Saat menjejak Calang, aku melihat keindahan yang sama. Bukitnya hijau. Udara pepohonan bergabung dengan udara laut. Hmm.....meski sesekali bau anyir mayat berdesakan menggoda hidungku, tetap saja indah. Hanya ada dua-empat rumah yang tersisa, meski menurutku itu bukan rumah. Tapi pohon kelapa masih tegak berdiri melambai-lambai mengisahkan bahwa dahannya pernah dilewati ratusan mayat korban tsunami. Aku melihat suatu lukisan Allah yang maha dahsyat disana.
Oke...boleh kalian bilang aku lebay a.k.a berlebihan.
Tapi bayangkan.
Dari kejauhan air laut biru dan berkilauan, awan pun berarak dengan anggun. Dipadu dengan Lhok Nga yang hancur penuh dengan mayat bercampur tanah hitam. Tanahnya hitam dan becek. Anyir mayat tak bisa dihindarkan. Tapi angin sepoi-sepoi dari pepohonan di bukit cukup berbaik hati memberi udara bagi paru-paru kita.
Subhanallah....itu sangat indah! Dan sungguh Allah Maha Kuasa.

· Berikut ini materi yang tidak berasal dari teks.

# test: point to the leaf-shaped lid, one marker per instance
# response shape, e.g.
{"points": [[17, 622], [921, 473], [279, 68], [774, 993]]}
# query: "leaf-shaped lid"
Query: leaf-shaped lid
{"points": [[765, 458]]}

2. Kisah Delisa bertutur sangat menyenangkan. Mengingatkan kita dengan cara bercermin, tak menggurui dan tak sok. Delisa juga digambarkan sungguh lucu dengan mata bening hijau, rambut kritingnya, kakinya yang lincah, pintar mengaji dan sekolah serta hobi main sepakbola. (ah...tipe anak idaman. ehheh).

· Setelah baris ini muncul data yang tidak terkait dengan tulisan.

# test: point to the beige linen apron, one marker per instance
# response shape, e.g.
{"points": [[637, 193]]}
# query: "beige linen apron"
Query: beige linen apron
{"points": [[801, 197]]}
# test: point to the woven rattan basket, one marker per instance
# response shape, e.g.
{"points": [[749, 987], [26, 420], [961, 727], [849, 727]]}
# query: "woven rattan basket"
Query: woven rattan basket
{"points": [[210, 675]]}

Delisa bocah lugu yang mengamalkan ajaran agama yang diperolehnya. Dia ikhlas dan tulus.
Dia tidak bertanya kenapa kita harus menyembah Allah, dia tak juga mengeluh ketika kakak dan uminya meninggal terseret tsunami. Dia juga tidak protes ketika masakan abi-nya terlalu asin atau pedas.Tapi dia tetap manusia yang cemburu kala Umam, kawannya bermain sepakbola, bertemu dengan Ummi-nya.
Dia marah dan protes pada Allah. Dan beruntunglah dia karena disayang Allah, dia langsung diberi peringatan. Dia jatuh sakit dan kejang. Padahal dia korban tsunami, tak punya kaki kanan dan dua giginya tanggal!!!!

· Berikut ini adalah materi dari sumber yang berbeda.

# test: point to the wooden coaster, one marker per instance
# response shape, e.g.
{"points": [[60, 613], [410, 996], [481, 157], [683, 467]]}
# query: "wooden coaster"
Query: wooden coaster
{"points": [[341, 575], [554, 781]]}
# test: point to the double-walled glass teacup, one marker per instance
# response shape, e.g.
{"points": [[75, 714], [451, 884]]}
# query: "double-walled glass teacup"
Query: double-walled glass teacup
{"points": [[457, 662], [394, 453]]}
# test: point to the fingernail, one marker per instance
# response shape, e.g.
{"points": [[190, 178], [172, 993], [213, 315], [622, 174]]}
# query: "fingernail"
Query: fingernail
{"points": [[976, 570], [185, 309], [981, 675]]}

(Ah sungguh beruntung Delisa. Dan benar kata tere-liye, patutlah kita cemburu jika memang ada sosok Delisa di kehidupan ini).
Pada akhirnya dia ikhlas ditinggal Ummi-nya. Dia tersenyum kembali karena Ummi-nya yang di surga sudah mengajaknya jalan-jalan di taman firdaus.Dan juga Allah mengingatkan janjinya untuk menyelesaikan hafalan sholatnya dengan keikhlasan.
Sungguh melunakkan hati. Menyejukkan.
Hanya beberapa buku yang membuatku menangis, buku yang lain hanya membuatku muram. Pertama adalah buku 'Ayat-ayat Cinta' karangan Habiburrahman El Shirazy. Sayang, film buatan Hanung Bramantyo sangat jelek dan membuatku apatis pada buku-bukunya. (ah maafkan saya).
Yang kedua adalah Hafalan Sholat Delisa. Ah...sungguh melunakkan hati.
Terima kasih buat sosok yang sudah mempromosikan buku ini. Maka aku pun berkewajiban mempromosikan buku ini. Bukan...bukan...100% aku bukan sales buku atau dari penerbit ini.
Tapi sungguh, kalau punya waktu lengang, bacalah buku ini. Sungguh melunakkan hati.
Ah...telepon Ummi-ku dulu ah. I love you full Mommy!